30. Mai 2011
Von Reto Eugster wurde ich via Twitter darauf aufmerksam, dass in der aktuellen Ausgabe der Zeitschrift stern, Nr. 22 vom 26.5.2011, sich die Titel-Story
"Facebook, Twitter & Co. Die Macht des Schwarms. Massenproteste, Aufstände und Jagd nach Plagiaten: Wie soziale Netzwerke die Welt verändern." findet. Nachdem ich mir gestern die Zeitschrift am Kiosk gekauft hatte, sah ich anschliessend, dass es zur Zeitschrift stern nun auch eine passende kostenlose
iPad-App stern eMagazine gibt. Eine Ausgabe des stern eMagazine kostet hingegen CHF 4.40 (EURO 2.99) und ist gute 220MB schwer. Der Kauf hat sich gelohnt. Spannende, hochauflösende Fotos und ein interessanter Artikel zieren meinen iPad-Bildschirm. Ich vermisse einzig, dass der Text im stern eMagazine sich nicht wie bei anderen E-Books individuell in der Grösse anpassen lässt. Zudem scheint mir die Schriftart (mit Serifen) eher wenig geeignet, um am Bildschirm zu lesen. Die App selber ist noch verbesserungsfähig, der Inhalt aber hingegen absolut top!

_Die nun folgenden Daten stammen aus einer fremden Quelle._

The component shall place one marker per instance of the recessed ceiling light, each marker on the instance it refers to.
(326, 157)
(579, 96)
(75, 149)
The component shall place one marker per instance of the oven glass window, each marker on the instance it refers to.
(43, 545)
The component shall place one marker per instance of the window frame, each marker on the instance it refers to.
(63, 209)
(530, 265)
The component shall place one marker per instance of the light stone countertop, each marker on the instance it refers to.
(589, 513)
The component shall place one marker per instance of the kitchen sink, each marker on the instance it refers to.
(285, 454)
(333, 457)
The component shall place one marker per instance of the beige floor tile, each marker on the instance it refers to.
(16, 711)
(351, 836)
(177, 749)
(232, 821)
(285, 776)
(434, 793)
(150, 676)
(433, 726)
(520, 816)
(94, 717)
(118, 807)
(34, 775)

«Das Zeitalter des Schwarms. Aufstände in Nordafrika, Wutwellen in Spanien, Lügenjagd auf Politiker: Dank FACEBOOK, ZWITTER UND CO. können sich Menschen im Netz spontan verbünden und so die Welt verändern - im Guten wie im Bösen (Stern 22/2011, S. 30).»
Die nachstehende Abbildung zeigt Twitternachrichten von Aktivisten der Demokratiebewegung in Ägypten. Jeder Kreis bezeichnet eine Person oder Organisation, die in den Tagen der Revolution Anfang des Jahres Meldungen über die Nachrichtenbörse Twitter auf Englisch (blau) oder Arabisch (rot) versandten. Die Abbildung stammt vom Computerexperten Kovas Bogota.
«Jeder konnte mitmachen. Keiner stach heraus, keiner suchte nach Anerkennung.» Wael Ghonim, 30, Kairo, Marketingexperte von Google, Symbolfigur der ägyptischen Revolution
Das nachfolgende Abbildung zeigt die Kommunikationsströme der Internetplattform Facebook, der mittlerweile über 600 Millionen Menschen angehören. Auffallend, dass Chinas Internetnutzer, weite Teile Russlands, Brasiliens und Afrikas fast keine Trafic aufweisen, während etwa Tunesien und Ägypten, wo die Menschen ihre Diktaturen stürzten, wie Leuchttürme aus der Dunkelheit hervorleuchten.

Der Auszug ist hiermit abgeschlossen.